Intiman’s The Skin of Our Teeth Rips Off Propriety’s Mask

Thornton Wilder was not a homespun regular guy but the weirdest great U.S. playwright. And The Skin of Our Teeth is his weirdest play, a chaos of vaudeville skits freighted with literary symbols and dark depths. It opens with a snowfall prettily portending an ice age in an ordinary New Jersey household. The ice age is also World War II—which, when Skin hit Broadway in 1942, it wasn’t clear we’d get through by the skin of our teeth.

Mr. Antrobus is late coming home from work (he invents things, like the wheel). The kids are vexing Mom—daughter Gladys flashes her panties, son Henry hits people with slingshots. The brassy maid, Sabina, dusts and schemes to marry Mr. A.

Director Bartlett Sher mostly saves the scary subtext for the postwar netherworld of the last act, concentrating at first on comfy comedy. The farce is funny—props to Kristin Flanders’ adenoidal turn as the unmaidenlike maid and Anne Scurria as the no-nonsense missus, as sturdily stentorian as Bea Arthur in Maud. The mammoth is cuddly, the dinosaur adorable. Mr. A at last comes home, and in Act 2 everybody plunges into the carnal carnival of an Atlantic City convention menaced by flood, and by the deluge of desire.

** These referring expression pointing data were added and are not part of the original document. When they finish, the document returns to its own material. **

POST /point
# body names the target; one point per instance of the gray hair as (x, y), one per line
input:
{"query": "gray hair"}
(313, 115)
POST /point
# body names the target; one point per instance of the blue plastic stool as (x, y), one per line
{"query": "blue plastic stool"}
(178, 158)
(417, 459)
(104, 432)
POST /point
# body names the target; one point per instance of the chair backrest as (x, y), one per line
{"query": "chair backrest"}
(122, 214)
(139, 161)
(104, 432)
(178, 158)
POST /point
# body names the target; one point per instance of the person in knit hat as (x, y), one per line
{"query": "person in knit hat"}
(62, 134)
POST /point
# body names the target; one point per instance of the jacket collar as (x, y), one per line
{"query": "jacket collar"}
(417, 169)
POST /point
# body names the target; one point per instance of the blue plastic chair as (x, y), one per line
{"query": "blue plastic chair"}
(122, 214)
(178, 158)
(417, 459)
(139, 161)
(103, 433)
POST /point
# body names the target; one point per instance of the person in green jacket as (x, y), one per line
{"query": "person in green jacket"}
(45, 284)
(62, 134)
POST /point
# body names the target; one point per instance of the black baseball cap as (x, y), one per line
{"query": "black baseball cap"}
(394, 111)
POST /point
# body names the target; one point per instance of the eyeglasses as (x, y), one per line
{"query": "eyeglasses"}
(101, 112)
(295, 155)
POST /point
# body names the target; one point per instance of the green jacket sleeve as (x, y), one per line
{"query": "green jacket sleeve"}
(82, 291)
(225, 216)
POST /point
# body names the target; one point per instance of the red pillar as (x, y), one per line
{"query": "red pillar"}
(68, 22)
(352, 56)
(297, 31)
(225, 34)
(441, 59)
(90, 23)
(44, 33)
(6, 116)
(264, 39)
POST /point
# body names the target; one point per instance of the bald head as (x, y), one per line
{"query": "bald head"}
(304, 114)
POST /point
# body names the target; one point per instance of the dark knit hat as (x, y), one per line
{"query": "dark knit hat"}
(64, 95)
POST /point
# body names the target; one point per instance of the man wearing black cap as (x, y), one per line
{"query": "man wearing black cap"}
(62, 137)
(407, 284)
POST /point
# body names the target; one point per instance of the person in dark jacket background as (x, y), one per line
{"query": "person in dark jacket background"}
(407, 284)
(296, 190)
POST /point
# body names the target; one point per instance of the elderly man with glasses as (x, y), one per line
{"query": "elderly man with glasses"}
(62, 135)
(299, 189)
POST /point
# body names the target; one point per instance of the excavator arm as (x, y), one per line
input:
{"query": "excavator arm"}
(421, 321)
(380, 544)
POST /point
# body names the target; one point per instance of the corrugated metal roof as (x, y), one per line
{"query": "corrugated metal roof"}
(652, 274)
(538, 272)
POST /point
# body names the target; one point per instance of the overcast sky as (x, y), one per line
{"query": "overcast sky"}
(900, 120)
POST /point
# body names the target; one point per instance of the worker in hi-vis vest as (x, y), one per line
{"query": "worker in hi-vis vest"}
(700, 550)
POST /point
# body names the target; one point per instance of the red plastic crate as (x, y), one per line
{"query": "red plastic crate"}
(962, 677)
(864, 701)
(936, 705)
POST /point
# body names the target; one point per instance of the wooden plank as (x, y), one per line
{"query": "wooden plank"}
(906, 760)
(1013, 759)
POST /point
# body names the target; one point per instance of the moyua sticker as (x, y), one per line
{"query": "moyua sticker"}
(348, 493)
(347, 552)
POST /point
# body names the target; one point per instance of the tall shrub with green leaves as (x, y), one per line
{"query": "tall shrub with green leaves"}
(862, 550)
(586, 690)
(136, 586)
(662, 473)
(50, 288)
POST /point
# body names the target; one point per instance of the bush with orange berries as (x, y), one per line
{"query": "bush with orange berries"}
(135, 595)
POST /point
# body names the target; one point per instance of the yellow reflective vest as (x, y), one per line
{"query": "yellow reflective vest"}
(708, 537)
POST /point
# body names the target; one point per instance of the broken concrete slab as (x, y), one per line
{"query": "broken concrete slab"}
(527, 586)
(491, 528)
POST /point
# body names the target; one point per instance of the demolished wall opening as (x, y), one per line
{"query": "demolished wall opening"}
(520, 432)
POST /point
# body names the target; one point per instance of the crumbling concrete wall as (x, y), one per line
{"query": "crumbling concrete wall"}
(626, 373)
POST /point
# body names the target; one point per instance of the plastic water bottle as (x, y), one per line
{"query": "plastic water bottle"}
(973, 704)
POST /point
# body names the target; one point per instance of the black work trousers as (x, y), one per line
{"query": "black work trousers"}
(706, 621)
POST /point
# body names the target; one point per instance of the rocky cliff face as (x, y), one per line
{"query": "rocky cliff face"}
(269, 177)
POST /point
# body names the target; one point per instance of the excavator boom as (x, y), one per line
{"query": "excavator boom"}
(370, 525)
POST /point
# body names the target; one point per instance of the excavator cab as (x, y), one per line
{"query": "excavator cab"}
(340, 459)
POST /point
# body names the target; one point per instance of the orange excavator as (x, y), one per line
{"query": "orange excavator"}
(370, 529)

What saves the first two acts from superb superficiality is Howie Seago’s titanic performance as Mr. Antrobus. Seago is deaf. Other actors (mainly Laurence Ballard as Homer) voice his lines while Seago expresses them in swooping, soaring sign language involving his entire eloquent body. He’s a hulking presence with a hangdog R. Crumb mustache, cartoony boots, and a pinstripe suit as oversized as his yearning libido. “The world stands moment to moment on the razor-edge of danger,” he signs at one point—and so, too, does his thrillingly risky role.

Doubling Wilder’s lines for sight and sound enhances their impact, and it’s important thematically. Wilder is all about doubleness. He was haunted by his stillborn identical twin, and his true self was a shadow self. He defied death—when Skin opened, he was off winning a Bronze Star—but he was a sad sot whose secret lover said he was afraid of passion. Like the Jews who strenuously buried their ethnicity and invented Hollywood as an utterly goyische fantasy world, Wilder crafted fables of old-time family life, celebrating the eternal virtues of everyday averageness. War hero, king of Broadway and Hollywood, the only writer to win a Pulitzer for both drama and literature, he was an insider who felt like an alien anthropologist. He didn’t live in our town.

It’s tricky to stage Wilder, because while fear, sex, and death are the throbbing hidden engine of his drama, his morals are so primly conventional that one recently appeared on a Kellogg’s Raisin Bran box. Even his experimentalism is unsubversive. The actors in Skin directly address the audience, even complain about the play they’re in—Flanders does it wonderfully—but Wilder is the anti-Brecht. He wants to reassure and reassert middle-class virtues, swear fealty to a life that excluded him.

His greatest work circa 1942 isn’t the platitudinously scattered Skin but his focused screenplay for Hitchcock’s Shadow of a Doubt, about a serial killer sexually menacing his sweet teen niece. In the original, the killer was an old guy, like Antrobus, who rips off his benign mask and tells her, “Do you know if you ripped off the fronts of houses you’d find swine?”

Skin places unusual demands on a set designer, and Michael Yeargan delivers, taking us from the Antrobus home, a platform teetering over an icy void, to the lurid moral horror of an Atlantic City Shriners convention to the last act’s blighted warscape, with the backstage area gaping like an open wound inflicted on traditional stagecraft. Catherine Zuber’s voluptuously colorful costumes both capture and lampoon Norman Rockwell period nostalgia. It all works together well: teenage Gladys’ scarlet stockings that shock her dad; the red-striped tents where Mr. Antrobus’ vows are undone; fortune-teller Kate Wisniewski’s eerie green Schiaparelli swirls; the way the snowflakes in the first scene rhyme with the stars at the end, when Sabina steps out of farce character like Prospero renouncing his magic.

It is that last act that makes the play, and the production, great. Wilder and Sher rip off the mask of propriety and show us a world smashed to otherworldliness by violence unleashed. Or was it sex? Stumbling shell-shocked around the bare stage, Mrs. A and Sabina have somehow become allies, as unconcerned with erotic rivalries as the angels. It’s like they each found their twin.